9.  Type 'F' again and this time flip node 8.  Draw the tree again and once

again comment on what it now means.

 

10. Specify the mouse as the outgroup of the tree.  How does this affect the

tree?  Does it make sense?

 

11. Experiment with options R, T, D, C and N.

 

12. Quit when you are finished.


C Characters

 

Aim: Tracing characters on phylogenetic trees.

 

In this practical we shall look at how different characters require

different numbers of steps on different trees.  We shall use the program

PAUP*4.0.  This program is being developed by Dr. David Swofford, originally at

the Smithsonian Institute, Washington DC and now at Florida State University,

Talahassee, Florida.

    The dataset we shall use is a vertebrate morphological dataset.  We shall

use only four animals in order to show that characters do not always agree with

one another.  In the end, we shall use one of Charles Darwin's dictums "...the

aggregate of characters" for deciding which tree topology (branching order) is

the preferred one.

    In this folder, you will find a dataset in "NEXUS" format.  This file has a

number of parts that are all equally relevant.  The first line of the file

begins with:

        #NEXUS

   

    This tells the program that the file is in NEXUS-format.  A file in this

format must conform to a very strict set of guidlines.  Specifically, the file

must be in discrete "blocks" of information.

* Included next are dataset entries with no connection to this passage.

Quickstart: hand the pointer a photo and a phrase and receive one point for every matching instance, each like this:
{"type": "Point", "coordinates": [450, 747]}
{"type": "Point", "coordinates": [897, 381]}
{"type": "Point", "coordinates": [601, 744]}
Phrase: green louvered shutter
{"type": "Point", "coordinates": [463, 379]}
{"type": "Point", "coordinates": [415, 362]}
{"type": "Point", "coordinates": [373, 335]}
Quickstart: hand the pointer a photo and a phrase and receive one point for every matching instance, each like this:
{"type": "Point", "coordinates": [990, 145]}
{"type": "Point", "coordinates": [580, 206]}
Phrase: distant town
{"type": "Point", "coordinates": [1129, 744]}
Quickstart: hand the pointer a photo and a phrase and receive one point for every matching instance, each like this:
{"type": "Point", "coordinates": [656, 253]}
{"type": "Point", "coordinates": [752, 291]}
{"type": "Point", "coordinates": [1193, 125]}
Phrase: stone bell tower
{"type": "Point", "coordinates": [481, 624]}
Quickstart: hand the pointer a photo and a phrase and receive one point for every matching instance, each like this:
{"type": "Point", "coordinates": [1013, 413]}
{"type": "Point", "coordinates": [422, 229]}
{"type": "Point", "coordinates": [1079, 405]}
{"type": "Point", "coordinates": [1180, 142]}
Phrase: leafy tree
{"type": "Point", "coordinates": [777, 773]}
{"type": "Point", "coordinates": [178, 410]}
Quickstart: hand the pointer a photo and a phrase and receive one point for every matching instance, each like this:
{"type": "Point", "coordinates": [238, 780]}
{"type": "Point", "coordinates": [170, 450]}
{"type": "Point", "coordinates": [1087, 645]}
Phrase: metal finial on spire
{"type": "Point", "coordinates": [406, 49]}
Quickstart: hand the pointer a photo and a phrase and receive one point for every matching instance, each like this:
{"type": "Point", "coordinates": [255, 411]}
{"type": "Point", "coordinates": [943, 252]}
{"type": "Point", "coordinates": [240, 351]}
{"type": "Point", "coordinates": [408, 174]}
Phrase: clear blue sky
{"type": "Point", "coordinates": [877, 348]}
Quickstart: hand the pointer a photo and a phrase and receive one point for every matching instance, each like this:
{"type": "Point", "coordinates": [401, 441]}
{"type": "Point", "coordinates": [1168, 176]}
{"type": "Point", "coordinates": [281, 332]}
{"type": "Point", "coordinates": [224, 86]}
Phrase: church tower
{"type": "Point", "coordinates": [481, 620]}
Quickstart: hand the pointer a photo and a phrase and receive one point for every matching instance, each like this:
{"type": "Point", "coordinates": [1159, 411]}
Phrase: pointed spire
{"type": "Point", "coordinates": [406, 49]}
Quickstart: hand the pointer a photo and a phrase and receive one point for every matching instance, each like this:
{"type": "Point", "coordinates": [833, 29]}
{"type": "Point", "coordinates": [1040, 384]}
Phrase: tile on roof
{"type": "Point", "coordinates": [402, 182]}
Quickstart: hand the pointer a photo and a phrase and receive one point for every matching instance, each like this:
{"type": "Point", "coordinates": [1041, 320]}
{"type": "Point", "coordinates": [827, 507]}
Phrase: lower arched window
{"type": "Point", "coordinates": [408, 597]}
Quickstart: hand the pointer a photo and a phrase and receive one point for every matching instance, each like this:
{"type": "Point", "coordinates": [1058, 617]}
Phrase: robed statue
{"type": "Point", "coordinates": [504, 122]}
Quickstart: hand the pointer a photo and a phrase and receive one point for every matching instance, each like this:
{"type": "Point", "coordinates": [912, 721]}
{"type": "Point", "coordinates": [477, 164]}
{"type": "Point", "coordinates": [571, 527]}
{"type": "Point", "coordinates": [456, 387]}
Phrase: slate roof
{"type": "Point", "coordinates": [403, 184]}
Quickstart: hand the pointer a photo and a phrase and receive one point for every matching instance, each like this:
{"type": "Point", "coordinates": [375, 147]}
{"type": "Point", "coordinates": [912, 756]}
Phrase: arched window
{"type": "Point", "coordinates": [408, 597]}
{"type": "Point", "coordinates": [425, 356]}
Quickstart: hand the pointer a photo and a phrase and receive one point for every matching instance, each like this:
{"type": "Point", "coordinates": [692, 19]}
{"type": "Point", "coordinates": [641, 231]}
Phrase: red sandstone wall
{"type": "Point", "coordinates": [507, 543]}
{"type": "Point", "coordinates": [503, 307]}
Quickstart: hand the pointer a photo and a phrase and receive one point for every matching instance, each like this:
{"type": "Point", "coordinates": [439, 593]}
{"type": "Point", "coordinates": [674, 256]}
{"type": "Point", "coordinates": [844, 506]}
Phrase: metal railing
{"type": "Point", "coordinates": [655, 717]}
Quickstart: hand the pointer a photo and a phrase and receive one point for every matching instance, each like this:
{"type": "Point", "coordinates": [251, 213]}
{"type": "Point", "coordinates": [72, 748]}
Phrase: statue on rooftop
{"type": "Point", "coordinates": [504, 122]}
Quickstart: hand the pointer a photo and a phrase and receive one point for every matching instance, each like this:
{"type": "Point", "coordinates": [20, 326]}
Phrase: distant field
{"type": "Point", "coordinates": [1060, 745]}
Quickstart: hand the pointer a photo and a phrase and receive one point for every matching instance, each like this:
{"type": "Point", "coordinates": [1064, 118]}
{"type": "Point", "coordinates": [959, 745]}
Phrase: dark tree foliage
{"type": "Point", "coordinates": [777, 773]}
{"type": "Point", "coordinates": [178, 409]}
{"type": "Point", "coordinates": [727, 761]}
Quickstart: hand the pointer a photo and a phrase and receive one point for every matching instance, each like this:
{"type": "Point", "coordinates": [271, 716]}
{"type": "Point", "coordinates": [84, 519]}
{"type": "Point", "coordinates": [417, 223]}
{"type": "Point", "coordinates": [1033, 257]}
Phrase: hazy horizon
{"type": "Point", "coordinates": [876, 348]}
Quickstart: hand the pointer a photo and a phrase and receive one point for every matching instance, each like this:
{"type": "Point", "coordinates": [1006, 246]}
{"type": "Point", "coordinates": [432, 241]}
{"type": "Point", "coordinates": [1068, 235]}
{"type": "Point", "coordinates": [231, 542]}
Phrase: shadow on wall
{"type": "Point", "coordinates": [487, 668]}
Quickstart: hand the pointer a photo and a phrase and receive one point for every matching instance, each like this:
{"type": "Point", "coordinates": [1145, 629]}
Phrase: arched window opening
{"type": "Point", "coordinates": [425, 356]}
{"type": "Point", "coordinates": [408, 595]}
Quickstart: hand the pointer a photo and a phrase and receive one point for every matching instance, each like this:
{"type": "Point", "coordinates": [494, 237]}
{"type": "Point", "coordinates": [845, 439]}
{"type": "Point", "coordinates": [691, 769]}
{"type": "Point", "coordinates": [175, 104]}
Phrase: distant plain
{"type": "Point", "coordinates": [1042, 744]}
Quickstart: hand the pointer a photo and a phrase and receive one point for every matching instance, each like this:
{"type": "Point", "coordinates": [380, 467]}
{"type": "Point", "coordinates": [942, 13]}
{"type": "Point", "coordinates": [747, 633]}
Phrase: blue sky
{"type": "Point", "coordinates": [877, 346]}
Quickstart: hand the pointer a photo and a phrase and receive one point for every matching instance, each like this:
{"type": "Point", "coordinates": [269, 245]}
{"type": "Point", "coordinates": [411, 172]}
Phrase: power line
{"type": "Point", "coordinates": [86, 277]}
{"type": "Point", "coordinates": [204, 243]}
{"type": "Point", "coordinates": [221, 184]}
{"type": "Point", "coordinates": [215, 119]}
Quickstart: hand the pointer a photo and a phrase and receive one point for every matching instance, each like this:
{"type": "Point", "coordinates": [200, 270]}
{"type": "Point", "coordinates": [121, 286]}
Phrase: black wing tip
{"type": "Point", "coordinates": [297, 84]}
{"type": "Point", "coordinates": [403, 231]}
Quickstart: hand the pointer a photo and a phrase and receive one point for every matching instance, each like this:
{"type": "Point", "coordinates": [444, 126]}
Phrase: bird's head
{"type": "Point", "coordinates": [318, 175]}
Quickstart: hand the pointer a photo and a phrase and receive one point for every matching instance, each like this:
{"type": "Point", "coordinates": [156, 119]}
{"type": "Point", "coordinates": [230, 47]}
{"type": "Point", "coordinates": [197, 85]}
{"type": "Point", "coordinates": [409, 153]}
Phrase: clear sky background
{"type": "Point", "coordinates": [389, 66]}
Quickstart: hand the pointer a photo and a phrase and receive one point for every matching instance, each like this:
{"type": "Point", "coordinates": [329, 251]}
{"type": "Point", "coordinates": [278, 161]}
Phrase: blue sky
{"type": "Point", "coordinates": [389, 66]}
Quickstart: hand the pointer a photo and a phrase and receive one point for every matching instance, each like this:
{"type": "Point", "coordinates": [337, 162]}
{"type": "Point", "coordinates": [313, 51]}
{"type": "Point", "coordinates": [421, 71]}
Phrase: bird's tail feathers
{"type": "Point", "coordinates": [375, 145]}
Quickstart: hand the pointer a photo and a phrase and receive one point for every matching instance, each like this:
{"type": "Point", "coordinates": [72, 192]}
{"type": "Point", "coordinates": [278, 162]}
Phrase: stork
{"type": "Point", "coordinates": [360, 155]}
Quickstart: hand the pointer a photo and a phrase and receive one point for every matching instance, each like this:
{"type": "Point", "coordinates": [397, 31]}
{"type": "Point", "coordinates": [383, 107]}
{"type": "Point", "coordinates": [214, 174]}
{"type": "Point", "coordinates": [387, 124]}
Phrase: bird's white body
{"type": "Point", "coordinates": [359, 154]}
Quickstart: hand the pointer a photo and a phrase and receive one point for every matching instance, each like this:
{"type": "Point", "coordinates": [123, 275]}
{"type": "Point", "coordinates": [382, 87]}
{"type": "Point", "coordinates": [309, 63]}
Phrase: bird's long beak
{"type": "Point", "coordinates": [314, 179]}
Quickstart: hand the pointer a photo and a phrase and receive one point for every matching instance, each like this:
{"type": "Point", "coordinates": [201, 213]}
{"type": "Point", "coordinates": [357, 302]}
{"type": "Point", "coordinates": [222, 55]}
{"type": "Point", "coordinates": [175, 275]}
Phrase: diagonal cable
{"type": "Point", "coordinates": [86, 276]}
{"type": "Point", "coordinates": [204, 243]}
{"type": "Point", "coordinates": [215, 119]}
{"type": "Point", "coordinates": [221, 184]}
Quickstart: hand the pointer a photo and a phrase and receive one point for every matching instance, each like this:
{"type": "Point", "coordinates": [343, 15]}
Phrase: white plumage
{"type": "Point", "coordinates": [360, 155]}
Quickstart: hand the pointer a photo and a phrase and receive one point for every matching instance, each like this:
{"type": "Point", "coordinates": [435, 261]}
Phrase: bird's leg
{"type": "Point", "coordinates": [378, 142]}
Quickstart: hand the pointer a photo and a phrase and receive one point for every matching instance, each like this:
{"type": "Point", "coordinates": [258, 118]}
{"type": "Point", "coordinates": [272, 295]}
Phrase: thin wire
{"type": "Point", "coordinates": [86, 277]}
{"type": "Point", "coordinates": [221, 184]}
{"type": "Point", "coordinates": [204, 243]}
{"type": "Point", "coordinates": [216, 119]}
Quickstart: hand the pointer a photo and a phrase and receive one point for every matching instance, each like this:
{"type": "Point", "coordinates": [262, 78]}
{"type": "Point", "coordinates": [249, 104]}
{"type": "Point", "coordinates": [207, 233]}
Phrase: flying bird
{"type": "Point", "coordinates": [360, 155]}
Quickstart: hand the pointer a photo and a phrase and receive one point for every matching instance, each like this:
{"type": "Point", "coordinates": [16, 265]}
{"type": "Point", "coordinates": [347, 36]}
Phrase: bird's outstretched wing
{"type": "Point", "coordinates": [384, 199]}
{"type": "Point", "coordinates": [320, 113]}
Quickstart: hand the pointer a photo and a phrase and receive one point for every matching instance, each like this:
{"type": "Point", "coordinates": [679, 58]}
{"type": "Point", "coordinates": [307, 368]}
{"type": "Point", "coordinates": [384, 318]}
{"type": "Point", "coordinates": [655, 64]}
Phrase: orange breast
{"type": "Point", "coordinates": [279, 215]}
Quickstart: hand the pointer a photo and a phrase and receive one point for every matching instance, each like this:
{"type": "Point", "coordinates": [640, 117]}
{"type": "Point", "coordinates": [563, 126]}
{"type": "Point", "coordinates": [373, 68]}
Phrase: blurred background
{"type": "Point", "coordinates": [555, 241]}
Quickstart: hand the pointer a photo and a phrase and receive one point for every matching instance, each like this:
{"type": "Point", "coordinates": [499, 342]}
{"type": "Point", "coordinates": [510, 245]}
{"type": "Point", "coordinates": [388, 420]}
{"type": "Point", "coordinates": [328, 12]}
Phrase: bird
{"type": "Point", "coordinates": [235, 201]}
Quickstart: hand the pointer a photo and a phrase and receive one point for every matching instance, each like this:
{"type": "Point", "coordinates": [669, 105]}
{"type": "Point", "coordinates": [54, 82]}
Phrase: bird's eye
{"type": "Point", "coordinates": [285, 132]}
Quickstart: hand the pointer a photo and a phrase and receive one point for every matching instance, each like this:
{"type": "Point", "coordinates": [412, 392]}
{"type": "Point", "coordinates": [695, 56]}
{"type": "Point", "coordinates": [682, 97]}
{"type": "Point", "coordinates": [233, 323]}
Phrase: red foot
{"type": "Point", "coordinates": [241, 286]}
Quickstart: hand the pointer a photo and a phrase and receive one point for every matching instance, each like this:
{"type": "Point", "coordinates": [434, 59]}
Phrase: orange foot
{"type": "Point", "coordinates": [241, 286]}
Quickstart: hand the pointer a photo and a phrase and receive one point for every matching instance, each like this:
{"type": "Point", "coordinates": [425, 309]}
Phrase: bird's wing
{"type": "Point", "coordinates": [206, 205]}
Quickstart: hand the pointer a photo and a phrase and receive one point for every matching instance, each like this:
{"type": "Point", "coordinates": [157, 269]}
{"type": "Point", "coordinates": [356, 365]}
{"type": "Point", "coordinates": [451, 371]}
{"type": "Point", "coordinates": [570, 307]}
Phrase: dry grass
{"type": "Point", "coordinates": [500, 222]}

    The next thing we encounter in the file is a short commentary.  In the same

way as comments are entered into programming code, we can enter some information

in an input file:

 

-------------------------------------------------------------------------------

 

[!Data from: Lizard, Dog, Human and Frog                                      ]

[!This practical shows how data sometimes contain homoplastic characters      ]

[!Data are not always completely congruent                                    ]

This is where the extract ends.